Così nel mio parlar voglio esser aspro

Rime per la donna pietra
 
Così nel mio parlar voglio esser aspro
com'è ne li atti questa bella petra,
la quale ognora impetra
maggior durezza e più natura cruda,
       e veste sua persona d'un diaspro

tal, che per lui, o perch'ella s'arretra,
non esce di faretra
saetta che già mai la colpa ignuda:
ed ella ancide, e non val ch'om si chiuda
       né si dilunghi da' colpi mortali,

che, com'avesser ali,
giuncono altrui e spezzan ciascun'arme;
sì ch'io non so da lei né posso atarme.
Non trovo scudo ch'ella non mi spezzi
       né loco che dal suo viso m'asconda;

ché, come fior di fronda,
così de la mia mente tien la cima:
cotanto del mio mal par che si prezzi,
quanto legno di mar che non lieva onda;
       e 'l peso che m'affonda

è tal che non potrebbe adequar rima.
Ahi angosciosa e dispietata lima
che sordamente la mia vita scemi,
perché non ti ritemi
       sì di rodermi il core a scorza a scorza,

com'io di dire altrui chi ti dà forza?
Ché più mi triema il cor qualora io penso
di lei in parte ov'altri li occhi induca,
per tema non traluca
       lo mio penser di fuor sì che si scopra,

ch'io non fo de la morte, che ogni senso
co li denti d'Amor già mi manduca;
ciò è che 'l pensier bruca
la lor vertù sì che n'allenta l'opra.
      E' m'ha percosso in terra, e stammi sopra

con quella spada ond'elli ancise Dido,
Amore, a cui io grido
merzé chiamando, e umilmente il priego;
ed el d'ogni merzé par messo al niego.
       Egli alza ad ora ad or la mano, e sfida

la debole mia vita, esto perverso,
che disteso a riverso
mi tiene in terra d'ogni guizzo stanco:
allor mi surgon ne la mente strida;
       e 'l sangue, ch'è per le vene disperso,

fuggendo corre verso
lo cor, che 'l chiama; ond'io rimango bianco.
Elli mi fiede sotto il braccio manco
sì forte, che 'l dolor nel cor rimbalza:
       allor dico: "S'elli alza

un'altra volta, Morte m'avrà chiuso
prima che 'l colpo sia disceso giuso".
Così vedess'io lui fender per mezzo
lo core a la crudele che 'l mio squatra!
       poi non mi sarebb'atra

la morte, ov'io per sua bellezza corro:
ché tanto dà nel sol quanto nel rezzo
questa scherana micidiale e latra.
Ohmè, perché non latra
        per me, com'io per lei, nel caldo borro?

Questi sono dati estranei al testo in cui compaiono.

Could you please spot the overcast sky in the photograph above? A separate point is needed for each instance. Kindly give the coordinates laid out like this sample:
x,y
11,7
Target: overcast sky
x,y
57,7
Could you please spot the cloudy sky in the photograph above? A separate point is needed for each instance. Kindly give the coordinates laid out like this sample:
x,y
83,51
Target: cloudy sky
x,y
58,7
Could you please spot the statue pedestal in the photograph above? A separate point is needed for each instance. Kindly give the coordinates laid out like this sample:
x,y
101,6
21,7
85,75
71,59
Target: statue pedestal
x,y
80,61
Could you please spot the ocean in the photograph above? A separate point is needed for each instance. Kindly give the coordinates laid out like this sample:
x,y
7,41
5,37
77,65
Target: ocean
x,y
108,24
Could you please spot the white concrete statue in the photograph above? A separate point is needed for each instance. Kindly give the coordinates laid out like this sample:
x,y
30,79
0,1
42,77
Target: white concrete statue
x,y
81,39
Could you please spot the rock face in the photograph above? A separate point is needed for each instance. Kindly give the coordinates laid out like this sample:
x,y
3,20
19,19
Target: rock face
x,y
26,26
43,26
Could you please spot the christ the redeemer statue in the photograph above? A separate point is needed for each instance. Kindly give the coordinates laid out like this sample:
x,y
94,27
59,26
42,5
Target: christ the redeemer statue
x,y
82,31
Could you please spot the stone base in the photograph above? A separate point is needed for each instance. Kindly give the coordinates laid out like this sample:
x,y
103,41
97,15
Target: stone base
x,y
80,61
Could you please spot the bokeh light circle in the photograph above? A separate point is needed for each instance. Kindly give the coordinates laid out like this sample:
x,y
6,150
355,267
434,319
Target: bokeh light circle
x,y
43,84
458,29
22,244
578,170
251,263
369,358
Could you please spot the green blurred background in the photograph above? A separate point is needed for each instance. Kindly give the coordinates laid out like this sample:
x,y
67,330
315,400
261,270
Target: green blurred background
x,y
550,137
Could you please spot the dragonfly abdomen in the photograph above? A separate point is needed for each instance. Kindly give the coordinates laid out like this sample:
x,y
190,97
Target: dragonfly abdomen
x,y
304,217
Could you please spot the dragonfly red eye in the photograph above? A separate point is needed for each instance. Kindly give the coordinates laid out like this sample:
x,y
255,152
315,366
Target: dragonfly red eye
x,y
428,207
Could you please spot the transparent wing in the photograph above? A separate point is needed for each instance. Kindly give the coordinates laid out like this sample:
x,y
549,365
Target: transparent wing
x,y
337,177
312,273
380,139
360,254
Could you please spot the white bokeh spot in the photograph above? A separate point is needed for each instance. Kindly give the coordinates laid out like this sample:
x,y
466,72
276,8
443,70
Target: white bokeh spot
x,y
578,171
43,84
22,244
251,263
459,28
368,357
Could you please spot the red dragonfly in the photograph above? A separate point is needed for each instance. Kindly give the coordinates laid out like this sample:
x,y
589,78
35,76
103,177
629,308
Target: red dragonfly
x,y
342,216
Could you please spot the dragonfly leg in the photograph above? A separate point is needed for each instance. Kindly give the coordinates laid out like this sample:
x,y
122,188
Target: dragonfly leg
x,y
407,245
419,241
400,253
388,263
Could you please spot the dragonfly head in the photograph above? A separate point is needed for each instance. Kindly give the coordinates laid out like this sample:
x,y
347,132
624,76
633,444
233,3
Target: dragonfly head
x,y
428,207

ché tosto griderei: "Io vi soccorro".
e fare'l volentier, sì come quelli
che ne' biondi capelli
ch'Amor per consumarmi increspa e dora
       metterei mano, e piacere'le allora.

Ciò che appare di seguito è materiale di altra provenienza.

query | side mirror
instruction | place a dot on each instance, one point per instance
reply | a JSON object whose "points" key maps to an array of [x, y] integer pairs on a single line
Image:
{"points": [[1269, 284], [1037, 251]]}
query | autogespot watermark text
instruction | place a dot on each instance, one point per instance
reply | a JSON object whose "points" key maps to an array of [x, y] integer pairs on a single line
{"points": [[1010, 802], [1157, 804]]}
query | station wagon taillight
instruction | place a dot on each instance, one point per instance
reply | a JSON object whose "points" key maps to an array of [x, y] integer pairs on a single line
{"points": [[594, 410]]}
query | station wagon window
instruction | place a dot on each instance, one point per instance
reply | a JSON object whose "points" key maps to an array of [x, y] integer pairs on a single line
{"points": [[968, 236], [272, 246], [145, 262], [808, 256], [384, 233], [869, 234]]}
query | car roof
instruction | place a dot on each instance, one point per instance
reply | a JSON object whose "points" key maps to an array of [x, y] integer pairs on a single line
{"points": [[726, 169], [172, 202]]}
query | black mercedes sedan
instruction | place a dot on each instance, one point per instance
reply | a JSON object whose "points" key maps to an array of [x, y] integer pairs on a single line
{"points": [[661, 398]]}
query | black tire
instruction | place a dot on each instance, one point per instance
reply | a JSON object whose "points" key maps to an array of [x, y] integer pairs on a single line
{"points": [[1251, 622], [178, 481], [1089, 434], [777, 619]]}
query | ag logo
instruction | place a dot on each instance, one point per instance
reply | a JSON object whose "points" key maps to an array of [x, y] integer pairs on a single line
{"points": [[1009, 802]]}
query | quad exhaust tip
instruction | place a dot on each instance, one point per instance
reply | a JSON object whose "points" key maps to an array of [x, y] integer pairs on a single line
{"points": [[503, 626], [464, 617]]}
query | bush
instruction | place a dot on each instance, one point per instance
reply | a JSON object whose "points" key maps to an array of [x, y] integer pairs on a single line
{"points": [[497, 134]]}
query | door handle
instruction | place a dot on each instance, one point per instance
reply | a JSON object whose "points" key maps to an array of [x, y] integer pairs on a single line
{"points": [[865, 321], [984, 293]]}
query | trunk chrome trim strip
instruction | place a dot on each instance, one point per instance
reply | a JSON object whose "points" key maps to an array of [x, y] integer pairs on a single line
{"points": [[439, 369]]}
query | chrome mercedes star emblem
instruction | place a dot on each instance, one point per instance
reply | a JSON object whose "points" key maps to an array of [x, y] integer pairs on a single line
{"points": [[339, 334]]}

S'io avessi le belle trecce prese,
che fatte son per me scudiscio e ferza,
pigliandole anzi terza,
con esse passerei vespero e squille:
       e non sarei pietoso né cortese,

anzi farei com'orso quando scherza;
e se Amor me ne sferza,
io mi vendicherei di più di mille.
Ancor ne li occhi, ond'escon le faville
      che m'infiammano il cor, ch'io porto anciso,

guarderei presso e fiso,
per vendicar lo fuggir che mi face;
e poi le renderei con amor pace.
Canzon, vattene dritto a quella donna
      che m'ha ferito il core e che m'invola

quello ond'io ho più gola,
e dàlle per lo cor d'una saetta;
ché bell'onor s'acquista in far vendetta.